The company is likely to receive the fine for alleged failures to report acquisition for antitrust reviews and anticompetitive practices, Reuters reported.
The penalty from China’s State Administration of Market Regulation could also force the business to give up exclusive music rights and to divest the Kuwo and KuGou music streaming apps.
China’s investigation into Tencent reportedly focused on its Tencent Music Entertainment division which was listed in the US in 2018.
The company’s other services, including its WeChat messaging app and its video game divisions, are unaffected by the probe, Reuters reported.
“The attitude from the regulator is that unlike Alibaba you are not the biggest target here, but it would be impossible not to penalise Tencent now that the campaign is in action,” a source told Reuters.
It comes as officials in China on Thursday called for meetings with 13 technology companies – including Tencent, Bytedance, Meituan and Didi – to “rectify prominent problems”, according to the state news agency Xinhua.
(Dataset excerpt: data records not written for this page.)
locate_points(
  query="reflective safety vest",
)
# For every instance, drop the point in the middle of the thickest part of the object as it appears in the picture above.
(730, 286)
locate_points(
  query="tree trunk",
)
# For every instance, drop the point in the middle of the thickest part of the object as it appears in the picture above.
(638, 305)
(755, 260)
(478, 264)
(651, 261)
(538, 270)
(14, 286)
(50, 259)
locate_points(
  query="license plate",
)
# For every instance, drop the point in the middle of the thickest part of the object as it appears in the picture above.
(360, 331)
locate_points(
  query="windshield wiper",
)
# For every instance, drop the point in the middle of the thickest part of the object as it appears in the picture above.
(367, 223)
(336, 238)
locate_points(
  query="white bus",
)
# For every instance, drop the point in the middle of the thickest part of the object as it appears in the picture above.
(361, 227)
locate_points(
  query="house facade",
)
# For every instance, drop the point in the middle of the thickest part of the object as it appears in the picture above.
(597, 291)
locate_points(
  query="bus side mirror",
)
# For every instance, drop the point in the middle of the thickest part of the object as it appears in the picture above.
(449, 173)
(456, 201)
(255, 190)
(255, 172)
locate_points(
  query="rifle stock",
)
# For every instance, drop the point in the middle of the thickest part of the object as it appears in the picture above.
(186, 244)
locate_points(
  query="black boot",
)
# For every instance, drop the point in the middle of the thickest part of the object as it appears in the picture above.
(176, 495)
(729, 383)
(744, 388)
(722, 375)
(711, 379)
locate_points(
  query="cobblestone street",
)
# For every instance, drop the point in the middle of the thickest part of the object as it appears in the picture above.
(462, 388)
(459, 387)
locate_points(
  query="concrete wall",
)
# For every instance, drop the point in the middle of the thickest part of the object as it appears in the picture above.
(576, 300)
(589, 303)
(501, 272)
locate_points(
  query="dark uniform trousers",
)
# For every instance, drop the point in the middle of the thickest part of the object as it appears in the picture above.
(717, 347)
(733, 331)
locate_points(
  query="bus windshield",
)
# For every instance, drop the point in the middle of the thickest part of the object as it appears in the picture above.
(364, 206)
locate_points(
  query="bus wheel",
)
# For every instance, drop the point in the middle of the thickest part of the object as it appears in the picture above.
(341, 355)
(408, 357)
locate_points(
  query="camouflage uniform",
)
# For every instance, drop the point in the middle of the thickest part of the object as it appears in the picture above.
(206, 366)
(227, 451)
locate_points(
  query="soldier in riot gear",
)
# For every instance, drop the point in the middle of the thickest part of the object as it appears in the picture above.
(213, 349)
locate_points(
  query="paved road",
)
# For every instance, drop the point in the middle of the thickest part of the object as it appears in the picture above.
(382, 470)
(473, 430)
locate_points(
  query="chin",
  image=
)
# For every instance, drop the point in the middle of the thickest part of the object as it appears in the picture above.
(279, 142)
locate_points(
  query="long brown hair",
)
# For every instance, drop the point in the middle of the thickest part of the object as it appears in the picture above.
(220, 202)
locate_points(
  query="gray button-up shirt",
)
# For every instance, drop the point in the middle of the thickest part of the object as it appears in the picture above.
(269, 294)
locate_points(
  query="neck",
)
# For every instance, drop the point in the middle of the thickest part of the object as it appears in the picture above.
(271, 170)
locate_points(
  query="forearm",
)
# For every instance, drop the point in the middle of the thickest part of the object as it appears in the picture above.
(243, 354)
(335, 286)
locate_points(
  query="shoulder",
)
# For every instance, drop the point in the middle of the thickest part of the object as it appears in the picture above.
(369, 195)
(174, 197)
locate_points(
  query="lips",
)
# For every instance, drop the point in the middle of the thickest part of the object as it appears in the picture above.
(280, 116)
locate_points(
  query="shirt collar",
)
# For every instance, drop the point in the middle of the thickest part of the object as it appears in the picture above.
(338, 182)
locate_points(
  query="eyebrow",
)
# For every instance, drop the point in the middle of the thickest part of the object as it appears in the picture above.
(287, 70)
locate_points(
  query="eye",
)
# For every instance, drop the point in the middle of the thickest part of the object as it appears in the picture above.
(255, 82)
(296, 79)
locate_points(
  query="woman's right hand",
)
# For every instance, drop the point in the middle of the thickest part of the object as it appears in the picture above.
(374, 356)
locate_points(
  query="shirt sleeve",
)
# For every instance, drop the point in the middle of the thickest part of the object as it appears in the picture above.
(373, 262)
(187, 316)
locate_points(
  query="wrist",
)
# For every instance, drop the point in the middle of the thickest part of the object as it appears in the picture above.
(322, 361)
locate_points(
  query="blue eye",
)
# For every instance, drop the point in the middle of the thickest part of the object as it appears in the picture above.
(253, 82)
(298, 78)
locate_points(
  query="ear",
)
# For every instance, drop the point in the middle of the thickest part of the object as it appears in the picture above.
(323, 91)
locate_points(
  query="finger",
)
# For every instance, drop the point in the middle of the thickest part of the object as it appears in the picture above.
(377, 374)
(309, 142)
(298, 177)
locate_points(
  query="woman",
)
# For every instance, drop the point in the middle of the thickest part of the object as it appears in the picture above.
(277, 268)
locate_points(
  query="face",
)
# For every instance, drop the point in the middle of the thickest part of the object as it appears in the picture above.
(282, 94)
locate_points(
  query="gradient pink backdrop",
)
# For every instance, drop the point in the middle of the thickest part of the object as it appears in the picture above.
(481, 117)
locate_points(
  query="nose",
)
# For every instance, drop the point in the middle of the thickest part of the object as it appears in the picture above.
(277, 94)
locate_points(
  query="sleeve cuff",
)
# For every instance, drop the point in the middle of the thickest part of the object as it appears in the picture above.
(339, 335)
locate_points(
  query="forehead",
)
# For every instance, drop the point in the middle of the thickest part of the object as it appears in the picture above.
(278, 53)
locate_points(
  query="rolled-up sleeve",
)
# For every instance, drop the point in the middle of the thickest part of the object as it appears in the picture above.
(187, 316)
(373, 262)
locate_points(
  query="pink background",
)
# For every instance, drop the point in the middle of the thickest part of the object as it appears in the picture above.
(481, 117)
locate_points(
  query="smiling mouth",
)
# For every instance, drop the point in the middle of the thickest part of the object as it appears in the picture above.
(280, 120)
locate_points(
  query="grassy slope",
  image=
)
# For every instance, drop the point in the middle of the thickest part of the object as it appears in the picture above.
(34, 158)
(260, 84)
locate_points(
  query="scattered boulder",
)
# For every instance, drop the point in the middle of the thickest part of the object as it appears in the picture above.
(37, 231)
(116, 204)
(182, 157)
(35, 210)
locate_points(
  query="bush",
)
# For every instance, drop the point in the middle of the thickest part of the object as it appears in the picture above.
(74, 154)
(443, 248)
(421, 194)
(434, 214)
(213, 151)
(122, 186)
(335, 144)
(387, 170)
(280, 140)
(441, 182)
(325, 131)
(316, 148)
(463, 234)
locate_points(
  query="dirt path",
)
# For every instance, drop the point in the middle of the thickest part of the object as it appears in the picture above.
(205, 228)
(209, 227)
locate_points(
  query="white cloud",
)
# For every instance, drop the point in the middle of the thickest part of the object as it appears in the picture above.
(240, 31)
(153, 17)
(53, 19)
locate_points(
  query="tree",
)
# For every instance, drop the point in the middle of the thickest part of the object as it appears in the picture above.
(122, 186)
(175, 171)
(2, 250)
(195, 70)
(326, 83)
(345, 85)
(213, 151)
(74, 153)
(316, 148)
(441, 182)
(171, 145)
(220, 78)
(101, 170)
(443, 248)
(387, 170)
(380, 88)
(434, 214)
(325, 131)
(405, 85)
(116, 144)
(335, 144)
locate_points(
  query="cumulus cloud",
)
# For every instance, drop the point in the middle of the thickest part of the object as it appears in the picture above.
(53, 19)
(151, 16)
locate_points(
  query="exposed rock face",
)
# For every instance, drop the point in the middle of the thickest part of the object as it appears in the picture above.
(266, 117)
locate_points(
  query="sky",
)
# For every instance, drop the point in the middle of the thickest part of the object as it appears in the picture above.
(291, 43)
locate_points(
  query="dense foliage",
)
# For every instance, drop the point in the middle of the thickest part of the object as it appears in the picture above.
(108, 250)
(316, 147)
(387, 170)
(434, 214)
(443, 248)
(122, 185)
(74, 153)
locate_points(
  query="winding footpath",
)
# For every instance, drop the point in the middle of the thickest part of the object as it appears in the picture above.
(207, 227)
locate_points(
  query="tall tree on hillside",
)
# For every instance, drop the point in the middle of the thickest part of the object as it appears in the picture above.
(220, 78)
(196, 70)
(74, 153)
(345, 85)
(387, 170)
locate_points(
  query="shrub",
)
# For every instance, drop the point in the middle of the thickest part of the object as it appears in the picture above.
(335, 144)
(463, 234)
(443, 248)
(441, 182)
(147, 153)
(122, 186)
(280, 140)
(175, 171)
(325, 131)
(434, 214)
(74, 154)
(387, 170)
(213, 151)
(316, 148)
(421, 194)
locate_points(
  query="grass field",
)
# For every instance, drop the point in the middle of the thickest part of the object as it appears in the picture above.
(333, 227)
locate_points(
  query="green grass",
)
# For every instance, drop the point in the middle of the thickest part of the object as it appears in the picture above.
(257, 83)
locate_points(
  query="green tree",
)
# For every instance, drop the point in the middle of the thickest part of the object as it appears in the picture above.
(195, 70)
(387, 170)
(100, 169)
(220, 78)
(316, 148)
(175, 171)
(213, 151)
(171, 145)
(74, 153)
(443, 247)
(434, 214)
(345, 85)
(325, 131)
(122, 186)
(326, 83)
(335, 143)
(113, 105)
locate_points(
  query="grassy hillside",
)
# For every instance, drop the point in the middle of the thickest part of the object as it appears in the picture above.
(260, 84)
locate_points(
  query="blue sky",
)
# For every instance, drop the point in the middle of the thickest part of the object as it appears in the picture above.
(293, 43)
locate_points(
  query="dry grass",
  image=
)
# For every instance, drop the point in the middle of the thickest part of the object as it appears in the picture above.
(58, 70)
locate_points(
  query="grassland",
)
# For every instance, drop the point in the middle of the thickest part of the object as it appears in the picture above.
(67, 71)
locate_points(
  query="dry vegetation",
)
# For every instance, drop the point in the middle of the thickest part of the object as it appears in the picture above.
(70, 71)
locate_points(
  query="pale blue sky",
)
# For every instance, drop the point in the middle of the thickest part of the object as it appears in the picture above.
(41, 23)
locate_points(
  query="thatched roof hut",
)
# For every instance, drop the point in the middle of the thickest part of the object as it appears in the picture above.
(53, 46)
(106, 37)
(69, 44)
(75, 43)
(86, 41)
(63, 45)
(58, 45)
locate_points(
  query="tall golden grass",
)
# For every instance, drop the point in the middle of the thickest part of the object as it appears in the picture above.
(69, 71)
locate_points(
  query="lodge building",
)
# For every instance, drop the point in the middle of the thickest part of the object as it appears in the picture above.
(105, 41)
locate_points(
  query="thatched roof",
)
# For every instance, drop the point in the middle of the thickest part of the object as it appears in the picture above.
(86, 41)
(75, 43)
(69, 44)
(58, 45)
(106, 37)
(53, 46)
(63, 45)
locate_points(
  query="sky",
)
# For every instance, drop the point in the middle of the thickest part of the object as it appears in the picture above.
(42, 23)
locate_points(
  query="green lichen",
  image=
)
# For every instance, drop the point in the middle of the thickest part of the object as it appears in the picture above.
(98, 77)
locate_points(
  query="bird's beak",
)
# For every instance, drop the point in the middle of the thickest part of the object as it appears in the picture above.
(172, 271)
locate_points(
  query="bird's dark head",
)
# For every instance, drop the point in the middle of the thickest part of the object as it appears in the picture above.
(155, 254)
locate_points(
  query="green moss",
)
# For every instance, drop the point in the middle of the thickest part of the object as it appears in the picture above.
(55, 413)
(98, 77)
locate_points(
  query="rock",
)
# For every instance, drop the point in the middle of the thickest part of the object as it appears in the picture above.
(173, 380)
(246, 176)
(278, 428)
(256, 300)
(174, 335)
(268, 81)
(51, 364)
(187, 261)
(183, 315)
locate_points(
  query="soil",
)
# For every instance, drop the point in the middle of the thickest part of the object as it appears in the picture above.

E-commerce giant Alibaba was handed a $2.8bn fine earlier this month over allegations that it had abused its dominant market position.
Chronicle of the persecution of tech companies in China
- Chinese regulators have taken a close interest in the business empire of Jack Ma, Alibaba’s billionaire founder. His financial technology business, Ant Group, was forced to scrap its float and to restructure as a financial holding company that is subject to stricter regulations after regulators intervened.
- Tencent and Didi, another major Chinese technology company, have publicly pledged to follow China’s antitrust rules and promised to complete self-inspections within a month following a meeting with key regulatory agencies.
- Earlier this week, the Chinese government announced an investigation into food delivery business Meituan over alleged abuse of exclusivity arrangements.
- A Meituan spokesman said the company will “actively cooperate with the investigation by the regulatory authorities.”
A spokesman for Tencent did not respond to a request for comment.